Norway’s oil industry is in full recovery mode, but the country’s top petroleum lobbyist is worried about growing opposition ahead.

At the same time as it gave a big boost to investment forecasts for the next five years, the Norwegian Oil and Gas Association sounded one of its starkest warnings yet on the political risk facing the nation’s biggest industry. Explorers and producers are finding themselves in the midst of an increasingly heated debate in Norway on the future of fossil fuels, with calls for cuts to incentives, more drilling restrictions and higher taxes.

While Norway’s oil industry is tightly regulated, one of its main selling points has always been a stable framework with support across the political spectrum. That means that investment forecasts could be hit “dramatically” if that is looking shaky, Karl Eirik Schjott-Pedersen, the association’s chief executive, said on Monday.

“I’m raising a flag to say that these investments are vulnerable if such a situation arises,” Schjott-Pedersen, who represents companies including Equinor ASA and Royal Dutch Shell Plc, said in an interview. “It’s important for us to stress that this debate and these proposals for change aren’t cost-free.”
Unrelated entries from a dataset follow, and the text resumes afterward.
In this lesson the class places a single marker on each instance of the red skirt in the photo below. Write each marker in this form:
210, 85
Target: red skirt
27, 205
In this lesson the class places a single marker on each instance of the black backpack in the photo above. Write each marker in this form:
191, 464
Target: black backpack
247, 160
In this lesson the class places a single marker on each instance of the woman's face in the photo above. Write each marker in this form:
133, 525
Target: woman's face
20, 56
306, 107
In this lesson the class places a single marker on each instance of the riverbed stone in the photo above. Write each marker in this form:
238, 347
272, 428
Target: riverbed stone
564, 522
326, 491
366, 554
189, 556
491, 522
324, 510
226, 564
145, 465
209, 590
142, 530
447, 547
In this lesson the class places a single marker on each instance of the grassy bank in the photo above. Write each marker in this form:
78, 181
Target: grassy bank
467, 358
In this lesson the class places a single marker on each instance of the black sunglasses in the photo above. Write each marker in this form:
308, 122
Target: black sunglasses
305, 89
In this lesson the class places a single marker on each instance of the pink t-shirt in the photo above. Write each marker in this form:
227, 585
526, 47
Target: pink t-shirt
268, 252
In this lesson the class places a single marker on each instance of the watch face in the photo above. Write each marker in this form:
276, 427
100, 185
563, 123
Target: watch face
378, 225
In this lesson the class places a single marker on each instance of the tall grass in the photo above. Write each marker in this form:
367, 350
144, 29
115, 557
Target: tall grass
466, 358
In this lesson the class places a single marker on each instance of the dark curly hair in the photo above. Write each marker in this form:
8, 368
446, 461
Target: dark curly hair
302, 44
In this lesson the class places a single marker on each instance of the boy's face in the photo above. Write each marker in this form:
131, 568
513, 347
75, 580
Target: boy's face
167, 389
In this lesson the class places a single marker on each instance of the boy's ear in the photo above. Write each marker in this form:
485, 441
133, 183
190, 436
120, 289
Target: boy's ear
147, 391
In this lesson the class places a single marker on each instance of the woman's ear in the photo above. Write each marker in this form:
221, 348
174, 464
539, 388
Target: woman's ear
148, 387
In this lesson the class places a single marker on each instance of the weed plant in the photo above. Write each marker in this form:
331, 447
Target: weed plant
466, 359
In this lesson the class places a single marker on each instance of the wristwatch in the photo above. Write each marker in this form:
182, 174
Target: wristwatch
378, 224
With the share of locked-in spending falling to 60 percent in 2023 from 92 percent in 2019, investment could drop sharply and make this year’s recovery brief, Schjott-Pedersen said.

Political risk is even a bigger concern than the market, where crude prices have tumbled by about 30 percent over the past three months, he said. After the industry cut costs drastically during the downturn from 2014 to 2017, projects are less vulnerable to Brent crude in the $50s than to tax hikes, Schjott-Pedersen said.

The warnings from the former Finance Minister comes as two centrist parties involved in negotiations to broaden Norway’s Conservative-led government have signaled they will seek tougher restrictions on the oil industry. While Prime Minister Erna Solberg appears unwilling to offer concessions on oil policy, those efforts are only the latest in a long list of challenges for the oil industry, including:

  • The prospect of smaller groups like the Green Party gaining more influence
  • Legal challenges seeking to restrict license awards or exploration incentives
  • Signs that Norway’s biggest party, Labor, currently in opposition, is growing increasingly skeptical of opening the Lofoten area to exploration, raising the possibility it could compromise on other aspects of oil policyCompounding these challenges is another, worrying prospect for Norway’s oil industry in the early 2020s: it sorely needs new, big discoveries to fill a dwindling project pipeline.

That challenge isn’t new. While the oil association raised forecasts for all years through 2022 compared to its previous prognosis from December 2017, the new outlook still reflects a drop in investments after this year and 2020 due to a lack of large projects.

“If we don’t make new, large discoveries, the activity level on the Norwegian shelf will drop a few years down the line,” Schjott-Pedersen said. “Future earnings depends on oil companies being able to explore in interesting areas.”